MATERIALS AND METHODS

Antibodies

Two distinct rabbit polyclonal anti-DJ-1 antibodies, P7F and P7C, were generated against purified full-length recombinant human DJ-1 protein and a synthetic human DJ-1 carboxyl-terminal peptide (amino acids 171−189), respectively (Olzmann et al., 2004). These anti-DJ-1 antibodies recognize a single 20-kDa band in rat (Olzmann et al., 2004) and human (Choi et al., 2006). Mouse anti-DJ-1 monoclonal antibody (KAM-SA100, Stressgen) was produced against GST-tagged full-length human DJ-1 and recognizes a single 20-kDa band in human (Miller et al., 2005). The epitope for this antibody has recently been mapped to amino acids 56−78 of human DJ-1 (Miller et al., 2005). Further characterization of these three anti-DJ-1 antibodies is described in the Results section (Fig. 1). Mouse anti-α-synuclein monoclonal antibody (#610787, BD Transduction Laboratories) was generated against amino acids 15−123 of rat synuclein-1 and recognizes a 19-kDa band in mouse, rat, and human (Manufacturers technical information). Mouse anti-tyrosine hydroxylase monoclonal antibody (MAB318, Chemicon) was produced against tyrosine hydroxylase purified from PC12 cells, recognizes a protein of approximately 60-kDa by Western blot, and reacts with human, rat, monkey, frog, and vole (Manufacturers technical information). Mouse anti-NeuN monoclonal antibody (MAB377, Chemicon) was produced against nuclei purified from mouse brain and recognizes a band of approximately 47-kDa in human, primate, rat, mouse, avian, and chicken (Manufacturers technical information). As described (Mullen et al., 1992), this antibody specifically reacts with the DNA-binding, neuronal-specific protein NeuN and has been used extensively as a marker of neurons. Mouse anti-GFAP monoclonal antibody (MAB360, Chemicon) was generated against GFAP protein purified from porcine spinal cord and recognizes a single 51-kDa band in human, bovine, porcine, rabbit, rat, and mouse (Manufacturers technical information).
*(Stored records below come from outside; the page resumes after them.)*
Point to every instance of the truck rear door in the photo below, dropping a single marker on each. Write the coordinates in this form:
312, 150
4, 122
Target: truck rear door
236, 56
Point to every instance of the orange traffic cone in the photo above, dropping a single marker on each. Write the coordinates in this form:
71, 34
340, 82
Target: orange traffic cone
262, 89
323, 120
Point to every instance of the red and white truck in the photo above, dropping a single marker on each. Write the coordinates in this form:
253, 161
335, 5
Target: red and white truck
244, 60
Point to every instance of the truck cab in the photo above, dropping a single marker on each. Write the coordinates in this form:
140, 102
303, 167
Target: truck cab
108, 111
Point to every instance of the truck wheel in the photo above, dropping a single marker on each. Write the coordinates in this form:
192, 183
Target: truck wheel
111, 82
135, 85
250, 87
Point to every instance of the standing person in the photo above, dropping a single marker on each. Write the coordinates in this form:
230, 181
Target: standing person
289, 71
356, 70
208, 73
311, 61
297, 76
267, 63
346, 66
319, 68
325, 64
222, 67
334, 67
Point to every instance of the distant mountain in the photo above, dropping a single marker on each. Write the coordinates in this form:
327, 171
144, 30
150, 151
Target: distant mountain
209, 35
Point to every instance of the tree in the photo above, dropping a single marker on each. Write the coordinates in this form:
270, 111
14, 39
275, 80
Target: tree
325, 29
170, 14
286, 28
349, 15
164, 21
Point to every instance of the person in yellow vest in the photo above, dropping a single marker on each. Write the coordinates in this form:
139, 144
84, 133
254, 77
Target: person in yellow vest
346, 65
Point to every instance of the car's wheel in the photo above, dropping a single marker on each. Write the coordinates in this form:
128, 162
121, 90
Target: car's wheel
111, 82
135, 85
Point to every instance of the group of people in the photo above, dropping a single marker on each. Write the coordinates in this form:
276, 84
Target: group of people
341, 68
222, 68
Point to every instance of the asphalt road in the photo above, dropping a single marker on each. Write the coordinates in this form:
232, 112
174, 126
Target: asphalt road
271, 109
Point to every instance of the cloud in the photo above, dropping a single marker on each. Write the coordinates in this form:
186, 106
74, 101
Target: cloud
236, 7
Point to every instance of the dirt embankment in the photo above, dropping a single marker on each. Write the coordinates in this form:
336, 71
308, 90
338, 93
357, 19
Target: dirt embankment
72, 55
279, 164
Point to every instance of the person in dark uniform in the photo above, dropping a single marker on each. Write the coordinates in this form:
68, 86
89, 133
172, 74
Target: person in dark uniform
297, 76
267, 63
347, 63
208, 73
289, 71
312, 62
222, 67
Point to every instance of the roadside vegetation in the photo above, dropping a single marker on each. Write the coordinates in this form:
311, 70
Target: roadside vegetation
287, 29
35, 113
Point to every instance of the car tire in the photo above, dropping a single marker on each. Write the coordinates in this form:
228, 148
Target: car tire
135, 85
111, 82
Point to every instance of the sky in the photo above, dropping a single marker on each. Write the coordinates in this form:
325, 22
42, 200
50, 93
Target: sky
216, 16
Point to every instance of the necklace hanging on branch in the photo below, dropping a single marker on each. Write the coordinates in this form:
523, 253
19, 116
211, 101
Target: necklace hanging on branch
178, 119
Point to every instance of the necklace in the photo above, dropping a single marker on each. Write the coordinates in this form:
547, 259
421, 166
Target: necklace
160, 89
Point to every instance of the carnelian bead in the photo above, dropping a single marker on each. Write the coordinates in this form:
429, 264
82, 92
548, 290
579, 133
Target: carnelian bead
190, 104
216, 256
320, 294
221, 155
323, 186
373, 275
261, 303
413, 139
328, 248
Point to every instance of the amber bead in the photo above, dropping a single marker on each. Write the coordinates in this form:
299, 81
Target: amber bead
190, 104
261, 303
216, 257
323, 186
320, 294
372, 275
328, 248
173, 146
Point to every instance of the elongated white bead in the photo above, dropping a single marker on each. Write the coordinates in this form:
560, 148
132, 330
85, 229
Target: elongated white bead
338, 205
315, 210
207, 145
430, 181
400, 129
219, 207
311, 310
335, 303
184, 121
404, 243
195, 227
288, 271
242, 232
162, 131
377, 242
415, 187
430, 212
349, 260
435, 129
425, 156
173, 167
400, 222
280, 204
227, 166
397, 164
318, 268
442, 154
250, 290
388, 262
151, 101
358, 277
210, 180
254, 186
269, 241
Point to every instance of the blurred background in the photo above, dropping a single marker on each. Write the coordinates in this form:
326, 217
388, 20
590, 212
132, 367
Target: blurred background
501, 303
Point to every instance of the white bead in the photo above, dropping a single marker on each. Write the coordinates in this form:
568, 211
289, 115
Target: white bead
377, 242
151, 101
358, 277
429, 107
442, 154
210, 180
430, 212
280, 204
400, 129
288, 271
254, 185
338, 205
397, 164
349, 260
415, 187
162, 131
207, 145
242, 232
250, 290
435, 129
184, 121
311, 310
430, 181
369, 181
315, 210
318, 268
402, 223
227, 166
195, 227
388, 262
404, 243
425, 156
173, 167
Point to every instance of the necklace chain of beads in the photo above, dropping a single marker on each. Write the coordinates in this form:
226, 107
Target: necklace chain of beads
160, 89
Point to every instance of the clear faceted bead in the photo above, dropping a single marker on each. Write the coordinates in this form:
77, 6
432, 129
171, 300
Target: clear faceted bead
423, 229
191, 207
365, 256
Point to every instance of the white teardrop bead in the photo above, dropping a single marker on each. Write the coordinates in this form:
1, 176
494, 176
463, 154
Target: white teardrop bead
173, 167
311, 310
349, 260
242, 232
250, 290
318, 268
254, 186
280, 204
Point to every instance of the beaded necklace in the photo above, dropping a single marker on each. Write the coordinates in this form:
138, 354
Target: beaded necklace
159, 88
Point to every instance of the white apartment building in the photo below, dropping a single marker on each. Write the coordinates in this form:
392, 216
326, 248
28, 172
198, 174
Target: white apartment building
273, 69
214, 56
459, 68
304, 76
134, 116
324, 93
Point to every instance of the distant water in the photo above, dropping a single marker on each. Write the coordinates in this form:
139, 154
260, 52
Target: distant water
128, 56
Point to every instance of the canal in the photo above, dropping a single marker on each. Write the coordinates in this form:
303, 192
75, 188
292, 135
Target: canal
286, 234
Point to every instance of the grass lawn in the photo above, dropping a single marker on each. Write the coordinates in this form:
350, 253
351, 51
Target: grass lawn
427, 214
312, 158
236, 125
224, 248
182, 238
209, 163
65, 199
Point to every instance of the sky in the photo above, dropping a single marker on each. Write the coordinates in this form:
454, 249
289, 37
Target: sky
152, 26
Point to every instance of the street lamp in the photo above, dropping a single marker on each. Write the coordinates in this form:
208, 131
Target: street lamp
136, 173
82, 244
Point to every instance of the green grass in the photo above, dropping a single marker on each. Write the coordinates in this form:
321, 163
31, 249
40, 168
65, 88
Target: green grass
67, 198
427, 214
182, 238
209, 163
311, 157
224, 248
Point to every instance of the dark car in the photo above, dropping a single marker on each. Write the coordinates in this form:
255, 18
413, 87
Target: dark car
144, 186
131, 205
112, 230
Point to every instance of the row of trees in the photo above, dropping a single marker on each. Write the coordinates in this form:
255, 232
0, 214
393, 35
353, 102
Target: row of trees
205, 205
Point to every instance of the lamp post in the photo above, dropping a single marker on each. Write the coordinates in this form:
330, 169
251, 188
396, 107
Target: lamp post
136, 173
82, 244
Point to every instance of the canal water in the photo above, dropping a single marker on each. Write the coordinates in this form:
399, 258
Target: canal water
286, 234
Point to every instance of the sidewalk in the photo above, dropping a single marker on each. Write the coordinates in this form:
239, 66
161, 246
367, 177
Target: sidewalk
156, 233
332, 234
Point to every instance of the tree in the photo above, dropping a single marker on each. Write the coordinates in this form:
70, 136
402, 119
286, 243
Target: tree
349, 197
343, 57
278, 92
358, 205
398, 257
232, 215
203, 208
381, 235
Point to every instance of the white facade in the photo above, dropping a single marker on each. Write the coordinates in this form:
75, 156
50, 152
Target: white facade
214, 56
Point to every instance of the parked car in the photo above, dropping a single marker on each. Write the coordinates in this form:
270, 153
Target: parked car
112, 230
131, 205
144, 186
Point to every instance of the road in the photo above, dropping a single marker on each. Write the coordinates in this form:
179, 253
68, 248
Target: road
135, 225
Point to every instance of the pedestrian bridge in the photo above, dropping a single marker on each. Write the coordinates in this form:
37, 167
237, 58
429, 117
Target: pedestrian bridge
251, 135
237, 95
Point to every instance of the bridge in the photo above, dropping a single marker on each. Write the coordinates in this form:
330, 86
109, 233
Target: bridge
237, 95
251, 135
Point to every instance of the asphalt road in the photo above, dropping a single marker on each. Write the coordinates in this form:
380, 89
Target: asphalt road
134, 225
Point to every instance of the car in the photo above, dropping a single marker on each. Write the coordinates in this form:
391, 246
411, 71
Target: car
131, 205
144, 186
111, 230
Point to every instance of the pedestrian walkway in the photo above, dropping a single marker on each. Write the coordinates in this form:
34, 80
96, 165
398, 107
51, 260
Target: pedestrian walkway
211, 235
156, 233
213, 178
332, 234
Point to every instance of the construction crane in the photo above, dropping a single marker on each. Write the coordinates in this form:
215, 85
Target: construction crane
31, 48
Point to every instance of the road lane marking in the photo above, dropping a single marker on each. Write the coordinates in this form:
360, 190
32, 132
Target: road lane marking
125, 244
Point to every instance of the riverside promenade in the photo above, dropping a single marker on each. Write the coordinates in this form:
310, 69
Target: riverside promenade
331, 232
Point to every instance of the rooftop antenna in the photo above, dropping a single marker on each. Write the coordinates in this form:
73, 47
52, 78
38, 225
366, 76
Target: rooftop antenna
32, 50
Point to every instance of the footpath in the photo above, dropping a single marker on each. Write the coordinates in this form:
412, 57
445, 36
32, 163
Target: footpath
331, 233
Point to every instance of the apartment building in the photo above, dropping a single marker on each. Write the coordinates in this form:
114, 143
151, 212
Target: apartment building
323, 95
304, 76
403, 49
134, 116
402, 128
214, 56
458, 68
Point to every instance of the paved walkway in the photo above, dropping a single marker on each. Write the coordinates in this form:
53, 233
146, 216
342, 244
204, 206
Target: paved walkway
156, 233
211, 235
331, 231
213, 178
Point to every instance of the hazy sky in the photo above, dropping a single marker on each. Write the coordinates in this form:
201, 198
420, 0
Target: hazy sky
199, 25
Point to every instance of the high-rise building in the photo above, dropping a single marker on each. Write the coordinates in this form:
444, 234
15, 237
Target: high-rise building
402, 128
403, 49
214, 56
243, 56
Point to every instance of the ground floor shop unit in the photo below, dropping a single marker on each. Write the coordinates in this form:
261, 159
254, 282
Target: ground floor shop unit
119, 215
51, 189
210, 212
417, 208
As described (Debus et al., 1983), GFAP is the primary component of intermediate filaments in astrocytes and this antibody has been used extensively as a marker of astrocytes. All secondary antibodies were obtained from Jackson ImmunoResearch Laboratories.

Fig. 1.

Fig. 1

Open in a new tab

Characterization of anti-DJ-1 antibodies by Western blot and immunohistochemical analysis. (A) Equal amounts of homogenates (50 μg protein per lane) from wild-type (WT) mouse brain, DJ-1 knockout (KO) mouse brain, rat brain, macaque cortex, and human cortex were separated by SDS-PAGE and analyzed by immunoblotting (IB) with anti-DJ-1 antibodies P7C, P7F, or SA100 (KAM-SA100, Stressgen) and anti-α-synuclein antibodies as indicated. Immunoprecipitated HA-tagged human DJ-1 protein was used as a positive control. (B) Homogenates of macaque cortex (50 μg protein per lane) were resolved by SDS-PAGE and analyzed by immunoblotting. Anti-DJ-1 antibodies were preabsorbed for 2 h with 50 μg of synthetic human DJ-1 carboxyl-terminal peptide (DJ-1 C-Peptide, amino acids 171−189) or purified recombinant human DJ-1 (DJ-1 protein) as indicated, prior to immunoblotting. (C) Immunohistochemical analysis of DJ-1 protein distribution in human cortical tissues using P7C, P7F, or SA100 demonstrates similar labeling of astrocytes. Scale bar = 50 μm.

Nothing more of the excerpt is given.